Last week, the state’s Strategic Growth Council (SGC) awarded $37.4 million in project funding for the Sustainable Agriculture Land Conservation (SALC) Program. This landmark climate change and agriculture program, administered by the Department of Conservation and overseen by the SGC, funds agricultural conservation easements to protect agricultural land from sprawl development and local governments projects to develop strategies and policies for long-term agricultural conservation – all with the aim of reducing greenhouse gas emissions associated with land use and vehicle miles traveled. Since 2015, SALC Program has invested over $42 million in farmland conservation, protecting a total of 33,000 acres.
In this second year of the SALC Program, the SGC approved the Department of Conservation’s recommendations to award one planning grant and 20 ag conservation easements, permanently preserving nearly 19,000 acres of crop and rangeland in California. Two of the ag conservation easements are located in disadvantaged communities where low-income residents are disproportionately impacted by pollution.
Resounding Public Support
Alongside CalCAN, a number of land trusts, conservation groups and farmers showed up at the SGC meeting to provide comments and show support for this momentous program.
Farmers of one of the easement projects, which is located in disadvantage community, spoke passionately about how this funding will benefit underserved populations in their community.
Demand for funding exceeded the program dollars with over $50 million in requests with $40 million available. Some of the applicants who did not receive funding stood up to ask the SGC to find additional monies, all the while expressing their earnest support of the SALC Program. CalCAN continues to support robust funding for this program.
Farmland Conservation Does More than Decrease Vehicle Miles Traveled
The SGC remarked on the “heartwarming” comments and first-hand accounts– speaking directly to the farmers in the room – of this program’s undeniable importance, expressing that SALC is more than numbers in terms of acres and GHG emissions, but also offers many co-benefits for communities.

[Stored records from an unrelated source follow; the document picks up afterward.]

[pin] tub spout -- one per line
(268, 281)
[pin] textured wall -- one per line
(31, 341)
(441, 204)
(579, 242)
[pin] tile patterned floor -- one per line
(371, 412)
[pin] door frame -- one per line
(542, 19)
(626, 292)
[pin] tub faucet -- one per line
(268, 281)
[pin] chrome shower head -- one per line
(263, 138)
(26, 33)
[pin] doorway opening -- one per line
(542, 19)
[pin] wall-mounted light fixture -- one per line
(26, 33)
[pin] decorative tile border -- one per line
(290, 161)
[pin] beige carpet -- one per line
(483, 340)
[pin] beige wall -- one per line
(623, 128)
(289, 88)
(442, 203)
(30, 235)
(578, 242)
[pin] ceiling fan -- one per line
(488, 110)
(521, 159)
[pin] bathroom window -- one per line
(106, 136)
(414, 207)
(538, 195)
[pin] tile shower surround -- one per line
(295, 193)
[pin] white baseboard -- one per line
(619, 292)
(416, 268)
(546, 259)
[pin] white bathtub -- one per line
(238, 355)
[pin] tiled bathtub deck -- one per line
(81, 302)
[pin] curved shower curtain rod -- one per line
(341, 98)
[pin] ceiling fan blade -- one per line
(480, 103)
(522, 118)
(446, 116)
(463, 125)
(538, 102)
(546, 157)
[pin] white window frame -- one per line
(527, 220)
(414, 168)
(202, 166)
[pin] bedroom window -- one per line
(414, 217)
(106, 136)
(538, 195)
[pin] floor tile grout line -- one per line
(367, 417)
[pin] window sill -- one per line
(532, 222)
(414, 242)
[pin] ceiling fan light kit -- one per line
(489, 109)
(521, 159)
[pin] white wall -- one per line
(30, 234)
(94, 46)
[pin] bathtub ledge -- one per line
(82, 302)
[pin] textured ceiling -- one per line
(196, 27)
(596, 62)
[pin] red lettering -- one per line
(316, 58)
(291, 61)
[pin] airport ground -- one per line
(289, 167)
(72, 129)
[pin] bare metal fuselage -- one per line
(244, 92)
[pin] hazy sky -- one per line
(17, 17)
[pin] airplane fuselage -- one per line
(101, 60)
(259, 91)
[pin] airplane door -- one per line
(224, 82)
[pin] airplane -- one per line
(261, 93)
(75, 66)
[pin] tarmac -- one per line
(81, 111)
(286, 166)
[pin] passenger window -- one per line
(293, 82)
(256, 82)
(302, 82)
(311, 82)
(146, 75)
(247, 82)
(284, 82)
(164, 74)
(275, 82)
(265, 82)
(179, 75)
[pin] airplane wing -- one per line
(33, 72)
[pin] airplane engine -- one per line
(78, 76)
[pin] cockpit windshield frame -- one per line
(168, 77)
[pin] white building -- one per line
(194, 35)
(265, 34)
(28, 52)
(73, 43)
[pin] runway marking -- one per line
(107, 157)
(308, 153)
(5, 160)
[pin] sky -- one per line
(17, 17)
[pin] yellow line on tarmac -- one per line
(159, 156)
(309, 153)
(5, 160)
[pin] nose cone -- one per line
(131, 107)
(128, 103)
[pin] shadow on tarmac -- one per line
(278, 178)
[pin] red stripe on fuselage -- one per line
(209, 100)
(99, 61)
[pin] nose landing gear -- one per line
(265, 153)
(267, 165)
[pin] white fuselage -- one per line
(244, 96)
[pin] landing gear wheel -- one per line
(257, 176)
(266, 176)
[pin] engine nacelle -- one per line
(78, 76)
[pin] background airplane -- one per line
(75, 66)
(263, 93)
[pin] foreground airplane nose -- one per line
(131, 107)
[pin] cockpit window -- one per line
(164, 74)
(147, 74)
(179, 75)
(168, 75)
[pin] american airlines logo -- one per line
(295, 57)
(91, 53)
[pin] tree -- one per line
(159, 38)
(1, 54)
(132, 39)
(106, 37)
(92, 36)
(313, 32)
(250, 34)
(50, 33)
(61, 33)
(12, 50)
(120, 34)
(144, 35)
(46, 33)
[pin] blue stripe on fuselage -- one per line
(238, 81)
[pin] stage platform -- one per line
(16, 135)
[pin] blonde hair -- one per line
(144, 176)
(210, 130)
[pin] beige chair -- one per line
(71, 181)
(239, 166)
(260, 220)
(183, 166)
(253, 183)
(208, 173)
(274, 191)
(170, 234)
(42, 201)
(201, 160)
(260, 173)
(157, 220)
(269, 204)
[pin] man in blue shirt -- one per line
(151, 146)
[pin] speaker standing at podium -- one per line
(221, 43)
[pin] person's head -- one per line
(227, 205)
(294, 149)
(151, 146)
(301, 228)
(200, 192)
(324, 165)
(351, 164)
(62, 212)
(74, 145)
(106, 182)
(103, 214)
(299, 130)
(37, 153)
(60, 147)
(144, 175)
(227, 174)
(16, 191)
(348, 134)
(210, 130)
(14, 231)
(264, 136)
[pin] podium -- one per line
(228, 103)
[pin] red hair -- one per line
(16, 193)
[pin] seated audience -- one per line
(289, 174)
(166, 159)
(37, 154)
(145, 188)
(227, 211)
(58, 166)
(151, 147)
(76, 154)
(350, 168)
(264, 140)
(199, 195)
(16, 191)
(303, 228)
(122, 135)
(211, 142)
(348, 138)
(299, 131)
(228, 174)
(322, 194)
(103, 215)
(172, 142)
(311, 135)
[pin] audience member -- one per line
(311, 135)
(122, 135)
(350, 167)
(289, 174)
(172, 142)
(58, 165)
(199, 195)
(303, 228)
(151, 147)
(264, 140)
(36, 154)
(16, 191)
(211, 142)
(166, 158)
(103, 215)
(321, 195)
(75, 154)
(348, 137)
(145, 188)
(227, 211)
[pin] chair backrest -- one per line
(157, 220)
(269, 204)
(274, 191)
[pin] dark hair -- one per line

California Department of Agriculture Secretary Ross, who sits on the SGC, in her praise for this program, commented on its importance for preserving land to store carbon – a framing we hope to see the SALC program adopt in its next iteration.
Local Government Grants and Next Steps
With only one municipality receiving a Strategy and Outcomes grant, improvements are needed to alleviate the significant constraints on this part of SALC Program guidelines. Fortunately, staff have recognized this need for modifications and are planning to hold a public “lessons learned” workshop.
Staff plan to hold stakeholder discussions in late summer/early fall to consider the next round of SALC Program guidelines for 2017.
The SALC Program is funded with cap-and-trade auction proceeds. We anticipate a final climate investment plan for the coming fiscal year to be finalized by legislature at the end of this month.